C'est à partir de là que j'entendis vraiment

les cris du désespoir, et que le bruit des pleurs

commença tout d'abord à frapper mon oreille.

Je voyais devant nous un antre sans lumière

dont le rugissement ressemble à la tempête

qui soulève parfois les vagues de la mer.

L'infernal tourbillon, tournoyant sans arrêt,

emporte les esprits mêlés dans son tumulte,

les frappe, les culbute, les presse de partout,

les faisant tous rouler au bord du précipice,

où l'on sent redoubler leur angoisse et leurs cris,

et ils insultent tous la divine bonté.

Et je compris enfin que c'est par ce supplice

que l'on punit là-bas le péché de la chair,

qui nourrit l'appétit aux frais de la raison.

Comme les étourneaux s'en vont à tire d'aile,

lorsque le froid descend, formant de longues files,

ainsi ce vent horrible emporte les esprits.

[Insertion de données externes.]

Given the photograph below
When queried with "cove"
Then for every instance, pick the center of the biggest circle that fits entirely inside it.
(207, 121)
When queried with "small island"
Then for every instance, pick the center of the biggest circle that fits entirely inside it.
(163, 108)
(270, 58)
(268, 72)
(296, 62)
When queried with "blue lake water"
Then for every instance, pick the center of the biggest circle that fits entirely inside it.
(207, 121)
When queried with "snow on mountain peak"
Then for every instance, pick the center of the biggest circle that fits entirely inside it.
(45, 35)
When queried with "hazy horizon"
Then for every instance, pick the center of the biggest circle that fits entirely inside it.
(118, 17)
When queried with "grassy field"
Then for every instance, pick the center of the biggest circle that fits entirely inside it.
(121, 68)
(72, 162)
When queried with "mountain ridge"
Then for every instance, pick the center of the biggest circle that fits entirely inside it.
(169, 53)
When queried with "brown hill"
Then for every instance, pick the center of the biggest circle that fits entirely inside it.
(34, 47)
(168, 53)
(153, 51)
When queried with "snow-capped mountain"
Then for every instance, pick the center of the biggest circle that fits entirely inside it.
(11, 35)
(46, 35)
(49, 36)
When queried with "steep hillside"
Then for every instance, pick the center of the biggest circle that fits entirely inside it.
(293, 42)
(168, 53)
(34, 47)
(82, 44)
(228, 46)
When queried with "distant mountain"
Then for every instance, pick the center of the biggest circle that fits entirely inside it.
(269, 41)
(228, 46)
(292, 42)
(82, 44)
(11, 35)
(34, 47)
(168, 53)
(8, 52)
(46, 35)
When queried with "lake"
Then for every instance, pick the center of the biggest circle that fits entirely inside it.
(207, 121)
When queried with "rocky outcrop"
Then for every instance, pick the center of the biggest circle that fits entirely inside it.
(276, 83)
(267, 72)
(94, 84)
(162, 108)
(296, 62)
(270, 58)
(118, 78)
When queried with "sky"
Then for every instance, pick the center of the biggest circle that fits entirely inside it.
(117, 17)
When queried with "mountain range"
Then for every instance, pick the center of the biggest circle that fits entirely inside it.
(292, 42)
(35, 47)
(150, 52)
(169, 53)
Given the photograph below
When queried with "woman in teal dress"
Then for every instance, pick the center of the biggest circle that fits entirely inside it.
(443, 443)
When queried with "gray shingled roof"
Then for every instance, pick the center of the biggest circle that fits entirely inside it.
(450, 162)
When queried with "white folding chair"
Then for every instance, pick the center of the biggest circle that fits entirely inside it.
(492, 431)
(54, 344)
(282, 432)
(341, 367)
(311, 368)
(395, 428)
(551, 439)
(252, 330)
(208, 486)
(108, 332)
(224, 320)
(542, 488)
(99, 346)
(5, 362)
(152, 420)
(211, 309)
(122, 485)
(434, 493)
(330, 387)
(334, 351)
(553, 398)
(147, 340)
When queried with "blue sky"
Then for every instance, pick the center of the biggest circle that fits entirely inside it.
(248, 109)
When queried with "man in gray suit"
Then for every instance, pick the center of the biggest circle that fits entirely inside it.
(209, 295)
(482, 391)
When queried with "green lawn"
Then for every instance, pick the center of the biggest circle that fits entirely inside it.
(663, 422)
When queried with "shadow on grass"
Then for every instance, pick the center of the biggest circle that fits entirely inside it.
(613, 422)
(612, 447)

De çà, de là, partout son souffle les repousse;

pour consoler leur mal, nul espoir ne leur offre

l'image du repos ou d'un moindre tourment.

Comme les cris plaintifs de quelque envol de grues

qui forment dans les airs des files infinies,

telles je vis venir, pleurant et gémissant,

les ombres qu'emportait au loin cette tempête.

Te demandai: «Qui sont, maître, toutes ces gens

nue le noir tourbillon s'acharne à châtier?»

«La première de ceux que tu prétends connaître,

se mit à m'expliquer mon guide sans tarder,

avait jadis régné sur des peuples nombreux.

Mais elle avait plongé si loin dans la luxure,

qu'elle imposa des lois qui permettaient ce vice,

pour ne plus encourir un blâme mérité.

Elle est Sémiramis, dont l'histoire raconte

qu'elle a suivi Ninus et qu'elle était sa femme;

elle eut jadis la terre où règne le Sultan.

L'autre [49] s'était donné la mort par trop d'amour,

oubliant la foi due aux cendres de Sichée;

Cléopâtre la suit, cette luxurieuse.

Tu vois Hélène aussi, qui fut jadis la cause

de si constants tourments; voici le grand Achille,

que l'Amour seul guidait à la fin de la guerre [50].

Vois Paris et Tristan…» Il me fit voir encore,

en m'indiquant leurs noms, plus de mille autres ombres

qui perdirent la vie à cause de l'amour.

D'entendre mon docteur qui désignait ainsi

ces vaillants chevaliers et ces dames antiques,

je sentais se serrer mon cœur dans ma poitrine.

Ensuite je lui dis: «Poète, j'aimerais

parler à ces deux-là, qui vont l'un près de l'autre

et qui semblent tous deux si légers dans le vent.» [51]

Il répondit: «Attends qu'ils arrivent plus près;

appelle-les ensuite, au nom de cet amour

qui les conduit toujours, et ils te répondront.»